In primo piano un oratore improvvisato è arrampicato sull’impalcatura di un edificio in costruzione riconoscibile dal lanternino rosso che anche allora ne segnalava la presenza. E’ un uomo dalle spalle curve, gli abiti sgualciti e il volto solcato, la cui forza sembra concentrarsi in quel pugno alzato ad incitare la folla in strada che risponde con fischi, grida e altrettante mani alzate ad appoggiare le parole del compagno. In secondo piano le forze dell’ordine caricano i manifestanti in una Milano riconoscibile dai campanili delle chiese sullo sfondo, al di là degli alti palazzi della piazza. Ad essere rappresentato da Longoni non è solo il cambiamento urbanistico della fine dell’Ottocento con i nuovi edifici e i mezzi di trasporto, ma anche quello sociale che aveva portato i lavoratori a lottare per i propri diritti e per una vita migliore. In questo senso l’opera può e deve essere considerata manifesto di quella vocazione sociale di una parte della pittura italiana di fine secolo che troverà la propria apoteosi ne “Il Quarto Stato” di Pellizza Da Volpedo del 1901. Longoni non è infatti l’unico a rivolgere la propria attenzione ai contrasti della nuova società, ai suoi cambiamenti e soprattutto ai suoi vinti. Insieme a lui anche Gaetano Previati, Giovanni Segantini, Angelo Morbelli e lo stesso Da Volpedo, superando i sentimentalismi e il patetismo della pittura di genere, portano nell’arte italiana una nuova tecnica e nuovi soggetti. Ed ecco allora che per la prima volta ad essere rappresentata non è la borghesia cittadina, per la quale tra l’altro Longoni lavorò per moltissimi anni eseguendo ritratti e natura morte su commissione, ma l’umile visto e ritratto sotto una lente obiettiva.

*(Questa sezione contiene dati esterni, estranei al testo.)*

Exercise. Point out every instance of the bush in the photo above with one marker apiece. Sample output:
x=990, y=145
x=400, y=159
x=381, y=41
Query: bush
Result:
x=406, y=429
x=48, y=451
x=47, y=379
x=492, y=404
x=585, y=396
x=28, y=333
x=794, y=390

E’ questo giovane gruppo di studenti a sancire nel 1891 con la Triennale di Brera, durante la quale “L’oratore dello sciopero” fu presentato al pubblico, la nascita del Divisionisimo italiano. Un nuovo modo di dipingere ispirato al Pointillisme francese di Seurat che in Italia trova proprio in quel gruppo di accademici milanesi una nuova struttura e vocazione: non più fine ultimo dell’opera, ma mezzo stesso per esprimere il messaggio. Superata la tradizionale stesura della pittura, tra i filamenti e i tratteggi di colore emerge un’energia tutta nuova dell’arte e della società italiana. La forza concentrata in quell’uomo in bilico dal pugno alzato sembra dipanarsi per tutta la tela attraverso la luce e il colore, la tela vibra e l’ondata di protesta appare più concreta che mai nei gesti e nei volti del protagonista e di tutti coloro che lo seguono.
E’ passato più di un secolo da quel 1° maggio eppure l’opera di Longoni risulta oggi più contemporanea che mai. “L’oratore” del Longoni, e il successivo “Riflessioni di un affamato”, mettono di fronte agli occhi dello spettatore l’indifferenza delle classi agiate rispetto a chi vive ai margini e denuncia la forte ineguaglianza di cui lo sfrenato sviluppo dei tempi moderni è responsabile. Le piazze tornano oggi ad essere luoghi di protesta e di rivendicazione mentre la città si trasforma sotto la spinta di una società iper-capitalista che proprio nella fine dell’Ottocento ha le sue radici. Si scende di nuovo in piazza per rivendicare diritti che sembravano ormai certi e per gridare a gran voce quelli degli ultimi, degli umili ai quali per primo il Divisionismo italiano aveva dedicato attenzione.